Ezequiel L. Nicolazzi edited this page Oct 12, 2015 · 2 revisions

##ZANARDI USAGE Once the parameter file is fully set, the only thing left to do is to run Zanardi from command line, choosing the appropriate analyses. The general usage is (a list of options can be found below):

python Zanardi.py **[options]**

To have a quick reminder of the options available, you can use an internal help routine:

python Zanardi.py -h

or

python Zanardi.py –help

Please remember that the user is expected to interact only with Zanardi's parameter file (PARAMFILE.txt), and its in/outputs.

##OPTIONS Except for a few cases, Zanardi can be run using single or multiple options contemporarily. When multiple options are chosen, Zanardi will streamline the work using the output of the first step as input of the second step, and so on. Notation: • .(xxx) = A set of file extensions that depend on the software used • [< NAME >] = A user-defined < name > for folders / filename suffix, provided in the command line (options --outdir --tempdir) or in the parameter file (OUTPUT_NAME variable), respectively.

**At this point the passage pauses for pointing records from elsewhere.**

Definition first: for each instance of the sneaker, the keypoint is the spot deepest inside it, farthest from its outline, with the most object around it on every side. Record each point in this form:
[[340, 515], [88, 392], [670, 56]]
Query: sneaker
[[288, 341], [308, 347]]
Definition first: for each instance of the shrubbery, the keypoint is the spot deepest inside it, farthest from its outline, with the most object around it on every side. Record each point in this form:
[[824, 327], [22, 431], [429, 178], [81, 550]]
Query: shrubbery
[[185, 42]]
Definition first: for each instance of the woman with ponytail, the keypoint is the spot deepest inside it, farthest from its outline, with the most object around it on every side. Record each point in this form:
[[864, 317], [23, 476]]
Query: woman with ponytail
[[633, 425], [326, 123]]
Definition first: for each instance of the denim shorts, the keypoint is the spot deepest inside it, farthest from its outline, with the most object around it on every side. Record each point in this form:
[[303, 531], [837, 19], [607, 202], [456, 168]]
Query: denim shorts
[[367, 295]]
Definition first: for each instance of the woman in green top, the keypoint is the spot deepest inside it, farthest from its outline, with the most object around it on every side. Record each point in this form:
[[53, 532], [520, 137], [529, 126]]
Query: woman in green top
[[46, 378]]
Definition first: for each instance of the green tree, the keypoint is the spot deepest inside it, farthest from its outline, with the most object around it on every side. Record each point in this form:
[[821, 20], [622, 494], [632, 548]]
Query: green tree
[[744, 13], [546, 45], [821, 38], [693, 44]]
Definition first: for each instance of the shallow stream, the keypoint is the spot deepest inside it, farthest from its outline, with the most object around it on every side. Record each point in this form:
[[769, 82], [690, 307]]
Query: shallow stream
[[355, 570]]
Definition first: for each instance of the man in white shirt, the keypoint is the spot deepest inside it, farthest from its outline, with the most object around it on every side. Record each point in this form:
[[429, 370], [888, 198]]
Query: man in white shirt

List of currently available options

##FULL OPTION EXPLANATION AND REQUIREMENTS ###-h or --help options

  • MEANING:

    This option produces a quick reference to the list of options available on screen.

  • SOFTWARE USED:

    N/A

  • PARAMETER FILE OPTIONS:

    N/A

  • INPUT FILE(S) REQUIRED:

    N/A

  • OUTPUT FILE(S) PRODUCED:

    N/A

###--download option

  • MEANING:

    This option is a stand-alone option. This means that, when invoked, it will terminate the program after running (even if other options are present). This option usually is run very few times (once?) to download the required software. The option calls a small bash script that automatically downloads the required software, uncompress/installs it and updates the link in the parameter file. Single or multiple software downloads can be required contemporarily. For multiple-software download, provide a comma-separated list of available software. Currently available options are: plink, beagle3, beagle4, fcgene and admixture. For example, the following command:

python Zanardi.py --download=beagle3,beagle4,fcGENE,PLINK,ADMIXTURE

will download the required software (all 5 programs), update the path for each software in the parameter file and quit Zanardi. Note the software names are is not case sensitive.

  • SOFTWARE USED:

    Own code

  • PARAMETER FILE OPTIONS:

    N/A

  • INPUT FILE(S) REQUIRED:

    N/A

  • OUTPUT FILE(S) PRODUCED:

    Each software downloaded is placed in a separated folder (except for BEAGLE v.3 and v.4, which are in the same “BEAGLE” folder) under the “UTILS” folder. Note that beagle .jar executables are automatically renamed to beagle3.jar and beagle4.jar.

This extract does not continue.